The browsing preferences of deer vary in different regions. Some of their favorites in the northeast are sugar maple, ash, dogwood, striped maple, northern white cedar, and hemlock. In the next photo you see a sugar maple branch that was browsed by deer. The animals are not equipped to chew on larger branches, so they limit their browsing to the small twigs and buds at the branch tips. In mature forests these only become available if trees or large branches fall, which is exactly what happened in this case.

Hungry deer will eat everything they can reach, and unrelenting feeding often leaves browse lines like the one on northern white cedar in the photo below. This doesn’t affect the overall health of the stand, but browsing can have adverse effects on the growth of smaller trees.

The ash seedlings in the next photo show the excessive lateral branching patterns that result from heavy browsing. During each growing season the young trees form new twigs and buds, but each winter the new growth is eaten by hungry deer. The stunted trees are never able to outgrow the reach of the deer and eventually die.

Deer found a hemlock sapling at the edge of a field, and you see the result in the next photo. It’s hard to see the hemlock against the background because so many of the small twigs have been eaten, but if you follow the main stem up from the bottom center of the photo you’ll see how much foliage is missing.

Overbrowsing makes a difference in the appearance of forests. In the next photo you see a woodland that has been heavily impacted by winter deer feeding. The lack of understory trees makes it easier to walk through this kind of forest, and its cleaner appearance may be more appealing. But this forest is in trouble.

In the next photo you see a much healthier woodland.
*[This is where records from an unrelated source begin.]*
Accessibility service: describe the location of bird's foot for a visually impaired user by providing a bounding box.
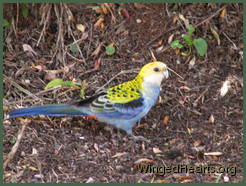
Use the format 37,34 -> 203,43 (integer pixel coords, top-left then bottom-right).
130,135 -> 150,143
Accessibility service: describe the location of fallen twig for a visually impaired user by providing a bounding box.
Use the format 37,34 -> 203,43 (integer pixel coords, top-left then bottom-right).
3,120 -> 30,170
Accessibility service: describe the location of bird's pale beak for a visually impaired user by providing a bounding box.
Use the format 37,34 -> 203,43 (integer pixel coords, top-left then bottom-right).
163,69 -> 169,79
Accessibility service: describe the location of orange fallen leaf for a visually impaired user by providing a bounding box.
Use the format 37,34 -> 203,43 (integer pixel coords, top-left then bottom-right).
134,158 -> 154,164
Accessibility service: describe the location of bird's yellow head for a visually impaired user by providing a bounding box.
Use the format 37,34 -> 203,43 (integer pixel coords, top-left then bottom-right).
138,61 -> 168,85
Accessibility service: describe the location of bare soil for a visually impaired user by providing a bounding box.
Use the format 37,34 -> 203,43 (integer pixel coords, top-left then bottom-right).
3,3 -> 243,183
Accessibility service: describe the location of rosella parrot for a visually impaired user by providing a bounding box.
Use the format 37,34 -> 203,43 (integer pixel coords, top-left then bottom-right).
8,61 -> 168,139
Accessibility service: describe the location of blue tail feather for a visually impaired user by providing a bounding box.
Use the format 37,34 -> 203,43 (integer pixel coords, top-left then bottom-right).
9,104 -> 87,118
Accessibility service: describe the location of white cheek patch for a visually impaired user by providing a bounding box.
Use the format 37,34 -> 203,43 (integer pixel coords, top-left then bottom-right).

The spaces between the large trees are filled with young and medium-sized saplings, and these are the ones that are ready to fill gaps when larger trees die or fall.

Without a multi-aged understory, forests have limited ability to regenerate. When large trees die, there are no young trees ready to fill in the gaps. It’s true that there are seeds in the soil that will germinate quickly once openings are formed, but the delay in regrowth may allow invasive species to get a foothold. Signs of deer browsing tell us much more than the mere presence of hungry animals. There are larger lessons to be learned, and nature is ready to share them if we are willing to pay attention.